I just received an email from the California State Oriental Medicine Association asking for practitioner and patient support in getting acupuncture covered as an Essential Health Benefit (EHB) under the President’s Affordable Care Act. This would mandate coverage of acupuncture by all insurances by 2014. This and the other item on the acupuncture associations’ wish list, Medicare coverage, will not happen in this current climate if ever. There’s just too much going on internally with regular medical coverage for lawmakers to even start worrying about including what is not scientifically proven to work. Not that acupuncture doesn’t work, just that the consensus among the experts who provide the advice to the policymakers know it doesn’t work according to the science, strange as that sounds. So until something other than scientific consensus becomes the basis of creating standards of care, acupuncture will not be considered an EHB. But science is only part of why this won’t happen.
With millions uninsured or underinsured, getting basic medical coverage to everyone for regular screenings/preventive visits and medical treatments is the priority for all, including myself. I’m all in for the greater good of all. As an acupunk/herbalist, I know that people have heard of acupuncture and herbs but that for many hearsay is the extent of their knowledge: a friend of a friend told them about it. I would love for this not to be the case which is why I and so many others have opened up CA offices. Knowing that their is still a lot of education and exposure needed for the general public to accept and use acupunture/herbs, I don’t see how that many people will choose to use a punk as their primary medical provider.
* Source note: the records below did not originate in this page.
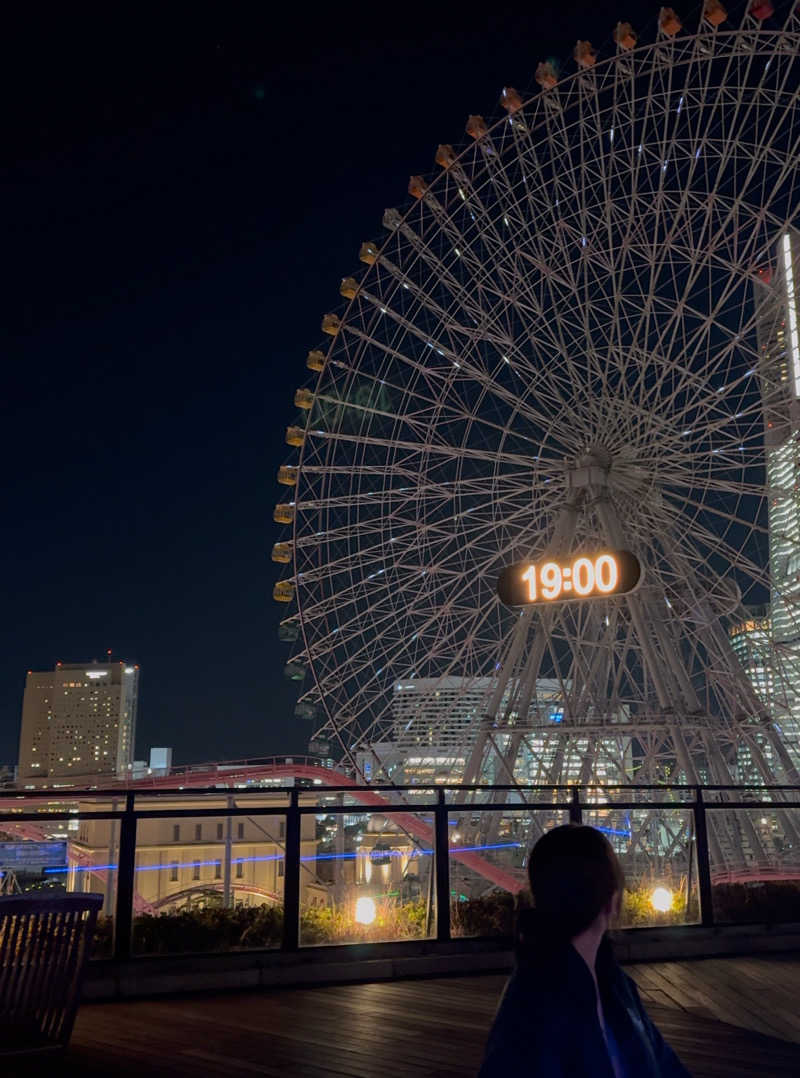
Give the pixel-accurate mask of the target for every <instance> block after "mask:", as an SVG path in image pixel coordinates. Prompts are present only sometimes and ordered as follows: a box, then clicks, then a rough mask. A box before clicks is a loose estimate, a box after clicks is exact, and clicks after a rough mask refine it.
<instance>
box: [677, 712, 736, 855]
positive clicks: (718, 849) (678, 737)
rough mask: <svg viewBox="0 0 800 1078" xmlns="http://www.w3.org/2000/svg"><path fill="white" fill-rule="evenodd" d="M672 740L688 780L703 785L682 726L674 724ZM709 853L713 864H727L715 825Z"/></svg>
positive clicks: (690, 785) (711, 831) (690, 782)
mask: <svg viewBox="0 0 800 1078" xmlns="http://www.w3.org/2000/svg"><path fill="white" fill-rule="evenodd" d="M671 734H672V740H673V743H674V745H675V754H676V756H677V758H678V763H679V764H680V766H681V768H682V769H684V774H685V775H686V780H687V783H688V784H689V785H690V786H701V785H702V784H701V782H700V777H699V775H698V772H696V769H695V766H694V761H693V760H692V758H691V754H690V752H689V748H688V746H687V744H686V738H685V737H684V733H682V731H681V730H680V728H679V727H678V725H677V723H676V724H675V725H673V728H672V730H671ZM708 853H709V855H711V859H712V863H713V865H720V866H723V865H725V856H723V854H722V847H721V845H720V843H719V838H718V835H717V833H716V831H715V830H714V828H713V827H709V828H708Z"/></svg>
Some will say, “Well why don’t you as an acupunk provide some of those basic medical services? You have the training!” In fact I don’t, and neither do many fellow acupunks (an issue with schooling to be explained some other time). In order to serve within the system that politicians and medical advisors are creating for universal health coverage, acupunks have to play by their rules. Their money=their rules (yes I pay taxes but again, I’m all in for the greater good of all). Like I said above, there is no consensus among policymakers that acupuncture works. And until acupunks receive the same basic training as MDs/PAs/NPs with the concomitant repitition necessary to master those basic skills, acupunks won’t be able to play well in the system of evidence-based medicine, regulations, and standards of care that is being set up.
On top of the actual practice of acupuncture under universal coverage acupunks also have to be aware of how to collect on services rendered. Having worked as a medical biller for a diagnostic laboratory, I’m aware of the benefits and pitfalls of the system from a billing POV and I say “skip the insurance!” The headaches and frustrations of trying to collect from Medicare, Medi-Cal, and insurances I believe far outweigh the benefits of having acupuncture covered. Documenting to the level of the standards of care required to show medical necessity as well as to help defend yourself against the eventual malpractice suit takes time which MDs constantly point out would be better used providing care. And in a time when fee schedules are being reduced yearly, Medicare physicians are facing a 27% pay cut, and every dollar has to cover more people and services, what kind of cut of the funds could an acupunk expect? Not enough to deal with all the above.
So in light of the need for each dollar to provide basic care to more patients; many acupunk’s inexperience in working under systems set up for biomedical practice; and the hassle and hustle of trying to get a decent piece of the universal coverage pie, I just don’t see acupuncture being considered an essential health benefit that needs coverage under the Affordable Care Act.